I put the style declaration directly into header –
#your-css-elements-here {
behavior: url(‘http://www.mysite.com/wp-includes/PIE.htc’);
}
added ‘position: relative’ to css and ‘AddType text/x-component .htc’ to .htaccess and it works fine and good for basic rounded corners on divs in wordpress twentyten theme
Thanks – it was ridiculous how hard it was to find info on using PIE in WordPress. I’m glad it helped.
redsalmon: just adding the behaviour in the head as you mentioned did it for me.
.ie-round { position: relative; margin:0 0 5px 0 !important;/*PIE.htc*/ behavior: url(/PIE.htc);
i didn’t even need to use AddType in .htaccess (but I’ll know where to add it, if necessary later). thanks to debbie and all who posted with your workarounds for wordpress !
I’m still having issues, but you saved my life with this code!! Oh man, thanks Debbie, you are appreciated.
Thank you
My pleasure, this was such a pain to deal with.
Kind of combined your two functions
function PIE_CSS()
{
$piedir = WP_CONTENT_URL.”/themes/mytheme/css/PIE.htc”;
?>
#nav .dropdown {
behavior: url(”);
}
<?php
}
add_action('wp_head', 'PIE_CSS', 8);
Thanks Debbie, for this one and the next (http://www.position-relative.com/2011/04/using-css-pie-in-wordpress-themes-updated/).

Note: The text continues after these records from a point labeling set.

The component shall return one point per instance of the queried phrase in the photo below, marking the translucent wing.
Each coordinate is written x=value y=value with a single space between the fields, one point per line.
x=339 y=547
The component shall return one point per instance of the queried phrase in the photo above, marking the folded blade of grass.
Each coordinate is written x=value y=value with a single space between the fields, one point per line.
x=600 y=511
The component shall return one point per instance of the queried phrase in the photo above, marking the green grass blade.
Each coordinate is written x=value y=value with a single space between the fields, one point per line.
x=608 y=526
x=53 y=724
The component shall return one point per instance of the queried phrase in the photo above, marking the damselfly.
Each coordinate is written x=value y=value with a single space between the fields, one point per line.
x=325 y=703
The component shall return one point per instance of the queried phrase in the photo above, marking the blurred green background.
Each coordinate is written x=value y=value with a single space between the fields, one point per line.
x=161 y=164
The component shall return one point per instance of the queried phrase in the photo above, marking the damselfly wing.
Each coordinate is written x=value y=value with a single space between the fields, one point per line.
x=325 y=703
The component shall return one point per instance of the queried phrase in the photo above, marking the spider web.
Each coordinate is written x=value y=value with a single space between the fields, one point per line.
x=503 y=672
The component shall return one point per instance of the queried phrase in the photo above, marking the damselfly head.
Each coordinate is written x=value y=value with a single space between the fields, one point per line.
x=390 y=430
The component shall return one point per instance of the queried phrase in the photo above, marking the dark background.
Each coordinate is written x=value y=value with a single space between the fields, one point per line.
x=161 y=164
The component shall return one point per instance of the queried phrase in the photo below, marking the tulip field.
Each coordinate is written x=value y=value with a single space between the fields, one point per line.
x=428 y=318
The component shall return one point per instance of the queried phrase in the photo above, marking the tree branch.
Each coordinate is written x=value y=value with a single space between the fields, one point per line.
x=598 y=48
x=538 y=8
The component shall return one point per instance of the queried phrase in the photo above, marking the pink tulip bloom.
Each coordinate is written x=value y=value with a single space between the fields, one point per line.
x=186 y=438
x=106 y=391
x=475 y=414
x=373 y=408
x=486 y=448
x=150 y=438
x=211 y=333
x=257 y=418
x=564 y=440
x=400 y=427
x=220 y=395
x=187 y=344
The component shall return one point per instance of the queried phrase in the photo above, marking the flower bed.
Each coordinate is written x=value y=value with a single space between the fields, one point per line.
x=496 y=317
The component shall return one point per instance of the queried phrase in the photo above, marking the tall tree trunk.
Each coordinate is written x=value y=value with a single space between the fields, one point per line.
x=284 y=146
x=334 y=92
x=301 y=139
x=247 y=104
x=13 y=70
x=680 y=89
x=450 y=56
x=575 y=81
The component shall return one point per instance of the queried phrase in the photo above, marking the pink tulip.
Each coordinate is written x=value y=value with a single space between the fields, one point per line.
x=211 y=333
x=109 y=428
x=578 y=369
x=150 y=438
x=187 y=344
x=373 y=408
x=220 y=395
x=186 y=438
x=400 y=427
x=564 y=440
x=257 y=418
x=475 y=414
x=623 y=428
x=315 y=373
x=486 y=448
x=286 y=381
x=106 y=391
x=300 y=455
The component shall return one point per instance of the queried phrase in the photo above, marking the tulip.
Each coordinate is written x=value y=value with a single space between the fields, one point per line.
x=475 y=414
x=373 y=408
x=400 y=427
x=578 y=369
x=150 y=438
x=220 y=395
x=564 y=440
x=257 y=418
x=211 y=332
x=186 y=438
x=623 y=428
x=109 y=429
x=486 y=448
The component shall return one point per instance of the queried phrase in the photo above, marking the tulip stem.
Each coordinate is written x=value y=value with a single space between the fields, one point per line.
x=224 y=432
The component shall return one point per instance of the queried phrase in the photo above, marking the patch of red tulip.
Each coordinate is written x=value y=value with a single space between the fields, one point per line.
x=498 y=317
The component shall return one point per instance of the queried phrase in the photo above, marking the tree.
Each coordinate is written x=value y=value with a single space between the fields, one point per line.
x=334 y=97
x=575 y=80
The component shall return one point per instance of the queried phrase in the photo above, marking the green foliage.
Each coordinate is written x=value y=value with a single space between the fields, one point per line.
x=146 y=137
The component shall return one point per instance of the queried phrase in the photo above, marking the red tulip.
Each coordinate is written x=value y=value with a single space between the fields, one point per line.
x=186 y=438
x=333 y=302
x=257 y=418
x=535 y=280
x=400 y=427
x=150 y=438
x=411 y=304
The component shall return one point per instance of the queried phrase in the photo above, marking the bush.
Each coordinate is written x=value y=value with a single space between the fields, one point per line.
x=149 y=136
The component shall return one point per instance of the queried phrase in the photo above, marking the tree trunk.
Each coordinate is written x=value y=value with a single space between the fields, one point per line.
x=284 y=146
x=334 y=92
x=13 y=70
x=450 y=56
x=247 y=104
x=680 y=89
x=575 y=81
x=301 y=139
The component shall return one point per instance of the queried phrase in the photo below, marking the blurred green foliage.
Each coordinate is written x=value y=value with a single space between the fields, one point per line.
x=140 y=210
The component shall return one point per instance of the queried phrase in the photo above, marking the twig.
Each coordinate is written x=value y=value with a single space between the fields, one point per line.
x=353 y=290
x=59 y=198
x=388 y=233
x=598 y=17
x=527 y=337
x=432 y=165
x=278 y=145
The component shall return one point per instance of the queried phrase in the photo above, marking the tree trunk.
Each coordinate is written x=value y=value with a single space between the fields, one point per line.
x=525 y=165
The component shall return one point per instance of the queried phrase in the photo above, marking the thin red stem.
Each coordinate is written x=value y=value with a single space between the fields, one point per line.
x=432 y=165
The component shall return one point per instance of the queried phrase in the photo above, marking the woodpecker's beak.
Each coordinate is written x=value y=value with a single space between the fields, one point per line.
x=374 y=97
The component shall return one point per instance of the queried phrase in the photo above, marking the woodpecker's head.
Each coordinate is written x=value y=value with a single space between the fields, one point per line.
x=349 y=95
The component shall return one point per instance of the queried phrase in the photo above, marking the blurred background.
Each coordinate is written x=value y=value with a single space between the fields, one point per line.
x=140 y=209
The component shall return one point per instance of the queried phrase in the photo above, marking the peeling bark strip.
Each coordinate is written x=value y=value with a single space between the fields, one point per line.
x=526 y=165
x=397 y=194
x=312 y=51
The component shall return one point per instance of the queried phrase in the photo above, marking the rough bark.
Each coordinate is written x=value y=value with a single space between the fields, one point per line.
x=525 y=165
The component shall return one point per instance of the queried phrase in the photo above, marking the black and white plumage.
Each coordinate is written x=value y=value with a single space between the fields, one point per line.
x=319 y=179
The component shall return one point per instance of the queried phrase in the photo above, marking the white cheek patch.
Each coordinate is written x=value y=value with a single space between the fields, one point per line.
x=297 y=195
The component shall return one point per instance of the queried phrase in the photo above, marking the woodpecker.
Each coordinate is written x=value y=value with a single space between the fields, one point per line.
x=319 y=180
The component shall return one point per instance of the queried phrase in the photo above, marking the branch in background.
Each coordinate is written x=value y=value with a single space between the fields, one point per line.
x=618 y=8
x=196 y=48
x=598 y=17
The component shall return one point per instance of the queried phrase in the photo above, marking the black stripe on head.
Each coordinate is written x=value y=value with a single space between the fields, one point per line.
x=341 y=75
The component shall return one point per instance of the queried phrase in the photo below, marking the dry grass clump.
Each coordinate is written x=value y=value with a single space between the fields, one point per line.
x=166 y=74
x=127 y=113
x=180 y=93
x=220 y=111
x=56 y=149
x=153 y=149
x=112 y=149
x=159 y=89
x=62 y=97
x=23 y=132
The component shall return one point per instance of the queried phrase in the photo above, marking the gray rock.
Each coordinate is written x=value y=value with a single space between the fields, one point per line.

I finally have it all working now!
You’re welcome.
I seem to occasionally have some WordPress sites where even these two setups don’t work – I suspect it might be the client’s host, because there are no differences in the WordPress install.
Thanks Debbie!
Border-radius and box-shadow works perfect.
However I can not get text-shadow to work.
Are you sure pie.htc support text-shadow?
You’re right – PIE doesn’t support text-shadow now but they say on their blog that they are planning to add this in the future.
Hi Debbie,
Thank you very much for this blog post.
I wrote a wiki entry on the same here: http://ithemes.com/codex/page/Plugin_related_and_other_generic_customizations_2#How_to_use_CSS3_PIE
Does not need a function to make PIE.htc work in wordpress
Just give relative path with respect to your base folder.
Lets say you put PIE.htc in your theme folder then path will be as follows
behavior: url(wp-content/themes/twentyeleven/PIE.htc);
This may work now, but it certainly didn’t at the time I wrote that post. I’ll try this on the next site again.
THANK YOU! That helped a ton.
You’re welcome, but you might want to check out the latest version of this method, it could be easier to implement if you need it again.